Lorca también sufrió los sinsabores que son comunes a la existencia. Como Cernuda, como Aleixandre y tantos otros, padeció las contradicciones de la ocultación del amor que, en aquella época, no podía decir su nombre. También eso le mató, como le mató su ideario liberal en una coyuntura en la que el blanco y el negro impedían vivir a plena luz a quienes no se sometieron a la tiranía de los bandos y sus banderías.

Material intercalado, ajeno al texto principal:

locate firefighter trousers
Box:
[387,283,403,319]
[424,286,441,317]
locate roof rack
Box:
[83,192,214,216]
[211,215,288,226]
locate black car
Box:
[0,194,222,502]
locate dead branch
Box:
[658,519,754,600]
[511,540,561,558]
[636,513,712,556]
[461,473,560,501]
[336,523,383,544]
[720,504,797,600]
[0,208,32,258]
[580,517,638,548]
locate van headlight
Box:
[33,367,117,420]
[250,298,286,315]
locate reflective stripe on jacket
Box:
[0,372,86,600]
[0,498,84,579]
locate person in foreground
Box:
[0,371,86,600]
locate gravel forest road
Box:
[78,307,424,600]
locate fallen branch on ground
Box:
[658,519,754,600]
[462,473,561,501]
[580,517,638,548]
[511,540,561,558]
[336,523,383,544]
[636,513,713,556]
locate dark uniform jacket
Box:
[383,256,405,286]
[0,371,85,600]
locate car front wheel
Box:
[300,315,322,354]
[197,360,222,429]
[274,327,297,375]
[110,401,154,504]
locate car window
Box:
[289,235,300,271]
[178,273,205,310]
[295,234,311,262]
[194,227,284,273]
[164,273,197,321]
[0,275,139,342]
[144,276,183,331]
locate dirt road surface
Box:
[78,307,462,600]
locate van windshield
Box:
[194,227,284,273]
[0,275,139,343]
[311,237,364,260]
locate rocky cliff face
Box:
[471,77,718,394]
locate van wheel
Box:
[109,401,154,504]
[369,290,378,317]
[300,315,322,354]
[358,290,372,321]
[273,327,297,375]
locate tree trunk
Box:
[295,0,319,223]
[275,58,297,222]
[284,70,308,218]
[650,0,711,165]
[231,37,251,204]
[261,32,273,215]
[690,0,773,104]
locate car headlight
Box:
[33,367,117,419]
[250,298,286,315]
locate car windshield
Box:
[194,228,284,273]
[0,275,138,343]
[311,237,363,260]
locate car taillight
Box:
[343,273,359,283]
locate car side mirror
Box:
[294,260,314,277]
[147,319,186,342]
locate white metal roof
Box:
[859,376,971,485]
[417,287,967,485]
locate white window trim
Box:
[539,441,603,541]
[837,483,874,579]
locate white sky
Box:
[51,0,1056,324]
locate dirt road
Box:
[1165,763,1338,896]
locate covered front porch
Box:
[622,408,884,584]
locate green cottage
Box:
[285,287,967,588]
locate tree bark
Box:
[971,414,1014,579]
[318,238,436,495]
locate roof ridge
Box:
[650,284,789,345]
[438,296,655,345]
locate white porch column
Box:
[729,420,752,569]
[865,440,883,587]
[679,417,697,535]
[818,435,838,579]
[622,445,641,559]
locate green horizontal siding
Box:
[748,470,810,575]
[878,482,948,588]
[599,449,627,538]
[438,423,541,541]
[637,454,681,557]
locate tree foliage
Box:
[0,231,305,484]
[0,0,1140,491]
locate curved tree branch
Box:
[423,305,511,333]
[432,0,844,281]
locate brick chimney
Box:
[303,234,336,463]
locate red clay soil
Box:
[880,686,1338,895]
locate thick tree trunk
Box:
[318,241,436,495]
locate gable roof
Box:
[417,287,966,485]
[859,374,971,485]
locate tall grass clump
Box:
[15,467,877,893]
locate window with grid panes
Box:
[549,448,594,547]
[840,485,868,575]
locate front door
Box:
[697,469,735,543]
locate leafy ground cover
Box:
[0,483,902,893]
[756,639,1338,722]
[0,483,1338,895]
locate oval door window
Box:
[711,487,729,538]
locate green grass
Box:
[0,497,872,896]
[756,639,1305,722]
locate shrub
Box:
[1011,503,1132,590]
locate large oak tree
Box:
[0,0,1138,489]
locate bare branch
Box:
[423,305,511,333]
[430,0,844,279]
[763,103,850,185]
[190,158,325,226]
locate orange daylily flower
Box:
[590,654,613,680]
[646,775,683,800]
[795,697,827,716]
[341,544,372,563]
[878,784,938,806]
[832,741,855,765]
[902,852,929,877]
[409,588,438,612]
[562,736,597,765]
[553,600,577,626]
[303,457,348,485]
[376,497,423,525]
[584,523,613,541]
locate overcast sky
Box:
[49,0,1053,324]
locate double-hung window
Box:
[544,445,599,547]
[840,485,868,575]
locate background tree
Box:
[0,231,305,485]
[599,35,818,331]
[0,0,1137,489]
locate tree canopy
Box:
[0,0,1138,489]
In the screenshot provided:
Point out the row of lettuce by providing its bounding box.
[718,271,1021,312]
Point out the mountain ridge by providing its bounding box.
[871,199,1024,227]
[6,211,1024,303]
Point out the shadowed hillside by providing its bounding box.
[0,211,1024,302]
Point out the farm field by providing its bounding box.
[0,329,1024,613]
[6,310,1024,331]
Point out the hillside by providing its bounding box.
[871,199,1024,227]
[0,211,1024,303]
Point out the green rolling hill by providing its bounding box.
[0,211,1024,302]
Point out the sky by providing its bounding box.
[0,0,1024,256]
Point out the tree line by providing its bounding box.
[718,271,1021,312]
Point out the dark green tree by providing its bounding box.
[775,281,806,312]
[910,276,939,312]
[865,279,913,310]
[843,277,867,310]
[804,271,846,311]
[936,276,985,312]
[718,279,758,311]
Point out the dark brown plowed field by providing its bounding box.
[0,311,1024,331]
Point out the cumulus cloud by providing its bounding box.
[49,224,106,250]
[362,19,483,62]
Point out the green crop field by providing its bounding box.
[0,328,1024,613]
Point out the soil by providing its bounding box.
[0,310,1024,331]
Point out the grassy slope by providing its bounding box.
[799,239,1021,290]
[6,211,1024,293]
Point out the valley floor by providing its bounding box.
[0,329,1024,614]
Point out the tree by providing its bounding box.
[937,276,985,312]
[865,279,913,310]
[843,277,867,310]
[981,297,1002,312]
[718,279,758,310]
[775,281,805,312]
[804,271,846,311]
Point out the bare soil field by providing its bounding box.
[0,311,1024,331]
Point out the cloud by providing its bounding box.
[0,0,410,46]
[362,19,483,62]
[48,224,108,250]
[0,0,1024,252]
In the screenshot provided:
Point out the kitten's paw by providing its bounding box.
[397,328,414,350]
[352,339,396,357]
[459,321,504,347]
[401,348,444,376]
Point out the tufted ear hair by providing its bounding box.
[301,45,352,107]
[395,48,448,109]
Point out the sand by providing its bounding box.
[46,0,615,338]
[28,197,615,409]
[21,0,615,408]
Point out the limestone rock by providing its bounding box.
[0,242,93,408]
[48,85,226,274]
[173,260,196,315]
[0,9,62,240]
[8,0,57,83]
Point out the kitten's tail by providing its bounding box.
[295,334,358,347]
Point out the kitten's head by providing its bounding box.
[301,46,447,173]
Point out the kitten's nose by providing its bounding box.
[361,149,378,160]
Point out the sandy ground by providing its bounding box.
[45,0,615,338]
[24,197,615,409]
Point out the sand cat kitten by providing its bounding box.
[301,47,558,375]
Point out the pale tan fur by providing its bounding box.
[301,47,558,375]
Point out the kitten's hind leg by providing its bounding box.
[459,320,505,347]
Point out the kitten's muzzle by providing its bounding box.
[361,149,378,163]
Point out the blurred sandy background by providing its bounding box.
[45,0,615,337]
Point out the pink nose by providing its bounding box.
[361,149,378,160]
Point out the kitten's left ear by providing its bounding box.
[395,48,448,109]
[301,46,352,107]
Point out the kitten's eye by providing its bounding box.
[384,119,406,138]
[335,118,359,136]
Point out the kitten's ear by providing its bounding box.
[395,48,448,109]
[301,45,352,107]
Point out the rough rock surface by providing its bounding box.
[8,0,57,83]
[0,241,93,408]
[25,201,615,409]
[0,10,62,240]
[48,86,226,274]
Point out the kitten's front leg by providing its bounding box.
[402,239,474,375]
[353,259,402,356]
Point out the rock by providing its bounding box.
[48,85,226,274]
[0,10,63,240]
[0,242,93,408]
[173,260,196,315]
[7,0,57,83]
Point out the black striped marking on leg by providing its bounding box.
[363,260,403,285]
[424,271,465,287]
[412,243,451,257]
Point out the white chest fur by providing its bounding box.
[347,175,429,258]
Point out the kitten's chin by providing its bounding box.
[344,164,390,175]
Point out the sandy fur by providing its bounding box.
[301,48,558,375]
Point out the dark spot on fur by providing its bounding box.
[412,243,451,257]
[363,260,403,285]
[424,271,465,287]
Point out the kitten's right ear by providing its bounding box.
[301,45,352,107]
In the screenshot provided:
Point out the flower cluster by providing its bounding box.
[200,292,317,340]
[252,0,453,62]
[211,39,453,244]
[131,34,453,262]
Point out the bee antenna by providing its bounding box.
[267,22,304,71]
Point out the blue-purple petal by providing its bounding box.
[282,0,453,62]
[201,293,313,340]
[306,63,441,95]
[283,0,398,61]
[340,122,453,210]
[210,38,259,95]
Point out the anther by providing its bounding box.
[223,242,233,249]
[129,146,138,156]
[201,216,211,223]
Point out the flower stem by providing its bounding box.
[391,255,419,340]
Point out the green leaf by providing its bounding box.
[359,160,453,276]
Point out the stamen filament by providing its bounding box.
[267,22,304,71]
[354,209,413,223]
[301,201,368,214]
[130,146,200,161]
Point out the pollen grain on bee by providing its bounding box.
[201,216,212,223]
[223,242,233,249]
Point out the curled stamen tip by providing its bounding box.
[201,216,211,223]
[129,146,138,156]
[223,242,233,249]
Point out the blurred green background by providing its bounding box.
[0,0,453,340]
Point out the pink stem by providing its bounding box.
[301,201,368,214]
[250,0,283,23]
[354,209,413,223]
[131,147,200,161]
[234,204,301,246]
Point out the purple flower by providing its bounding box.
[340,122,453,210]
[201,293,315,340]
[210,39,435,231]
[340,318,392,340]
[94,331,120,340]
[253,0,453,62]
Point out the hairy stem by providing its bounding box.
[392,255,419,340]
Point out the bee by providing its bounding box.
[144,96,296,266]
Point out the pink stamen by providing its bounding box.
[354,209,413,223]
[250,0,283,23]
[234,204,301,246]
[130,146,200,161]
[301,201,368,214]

Federico, tan refinado, tan sensible, tan inteligente, fue, como tantos literatos españoles, un hombre apegado y enamorado de las tradiciones populares. Al frente del teatro universitario de La Barraca recorrió tierras y pueblos de España. Adalid de la política cultural de la joven República española, Lorca entendió siempre que lo popular era materia prima absoluta para la creación literaria. El flamenco, los cantares populares, las tradiciones rurales, todo ello contribuyó a enriquecer el repertorio lorquiano y dejó en su obra ese aroma de verdad tan difícil de enmascarar.

Lorca es Granada, es Andalucía, es España, pero también es América. Joven, descubrió Nueva York. Aquel hormiguero humano, aquella babel deslumbrante, impactó en el poeta acostumbrado a la belleza antigua de la Alhambra. La Gran Manzana, tan distinta de la bella pero provinciana Granada, alimentó su universo vital e hizo germinar en su mente páginas dolientes sobre el destino del hombre atrapado en una sociedad deshumanizada. Y luego siguieron otros destinos, Cuba, Argentina, Uruguay, lugares en los que Lorca, el poeta, el dramaturgo, el conferenciante, encontró nuevos públicos, nuevas fronteras para ensanchar su libertad personal y su genio creativo. Sí, América y España, también, fue un amor lorquiano.

Han transcurrido 80 años desde la muerte luctuosa de Lorca, abatido por el fanatismo. Su figura ha sido ya consagrada en el altar de la literatura universal y de la historia de España por biógrafos, académicos y políticos. Pero, tanto tiempo después, más allá del mártir, ¿no deberíamos recuperar a Federico, al hombre, al poeta, al dramaturgo, y rescatarlo del frío panteón de su fama para devolverlo a la vida inmortal?.